But I might add some comments of my own:
The deletion of an edge can only break a connected graph $G$ into $2$ components (assuming deleting the edge disconnects the graph). Suppose edge $xy$ is deleted, and $v$ is a vertex. Then there is at least one path from $v$ to $x$ in $G$. If at least one of the paths does not path through $y$, then $v$ is connected to $x$ in $G \setminus \{xy\}$. Otherwise, paths from $v$ to $x$ all pass through $y$. So, $v$ is connected to $y$ in $G \setminus \{xy\}$.
The "sum of all the degrees of the vertices is even" is a consequence of the Handshaking Lemma, and is true whether or not the graph is connected.
For loop multigraphs (i.e., undirected graphs with loops and parallel edges)

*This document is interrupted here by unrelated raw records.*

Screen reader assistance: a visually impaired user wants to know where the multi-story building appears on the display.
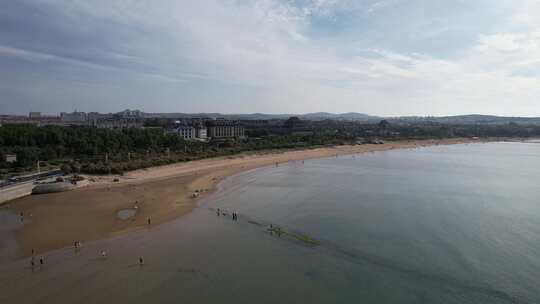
[174,125,197,140]
[206,119,244,139]
[60,112,88,124]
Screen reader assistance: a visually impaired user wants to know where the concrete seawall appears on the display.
[32,180,88,194]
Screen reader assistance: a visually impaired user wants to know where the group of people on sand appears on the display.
[216,208,238,221]
[30,248,45,271]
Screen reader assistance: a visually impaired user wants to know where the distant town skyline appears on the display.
[0,0,540,117]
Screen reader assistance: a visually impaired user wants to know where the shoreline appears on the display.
[1,139,490,258]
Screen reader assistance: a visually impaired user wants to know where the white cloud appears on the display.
[0,0,540,115]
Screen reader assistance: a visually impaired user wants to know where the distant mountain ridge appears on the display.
[141,112,540,125]
[145,112,381,121]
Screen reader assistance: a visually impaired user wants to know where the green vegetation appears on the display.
[0,119,540,179]
[0,125,354,176]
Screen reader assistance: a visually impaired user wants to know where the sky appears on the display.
[0,0,540,116]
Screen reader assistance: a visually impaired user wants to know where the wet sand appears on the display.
[5,139,478,256]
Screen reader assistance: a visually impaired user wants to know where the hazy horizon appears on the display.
[0,0,540,117]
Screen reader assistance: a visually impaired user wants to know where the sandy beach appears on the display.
[3,139,478,256]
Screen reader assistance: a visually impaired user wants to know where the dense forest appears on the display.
[0,120,540,178]
[0,125,345,175]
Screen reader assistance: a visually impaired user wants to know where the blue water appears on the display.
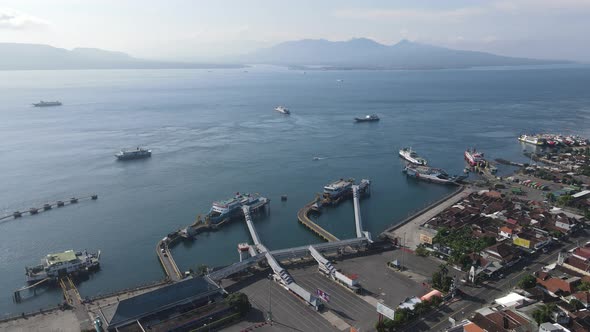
[0,67,590,317]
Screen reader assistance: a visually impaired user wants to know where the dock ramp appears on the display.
[309,246,336,275]
[352,185,373,242]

- Assuming loops contribute $2$ to the degree of a vertex, then the Handshaking Lemma and the above argument hold, and the claim is still true.
- Assuming loops contribute $1$ to the degree of a vertex, then the result is false: for example, vertex set $\{1,2\}$, and edge set $\{11,12,22\}$.
The result is not true for infinite graphs: for example, vertex set $\mathbb{Z}$, and edge set $\{i(i+1):i \in \mathbb{Z}\}$.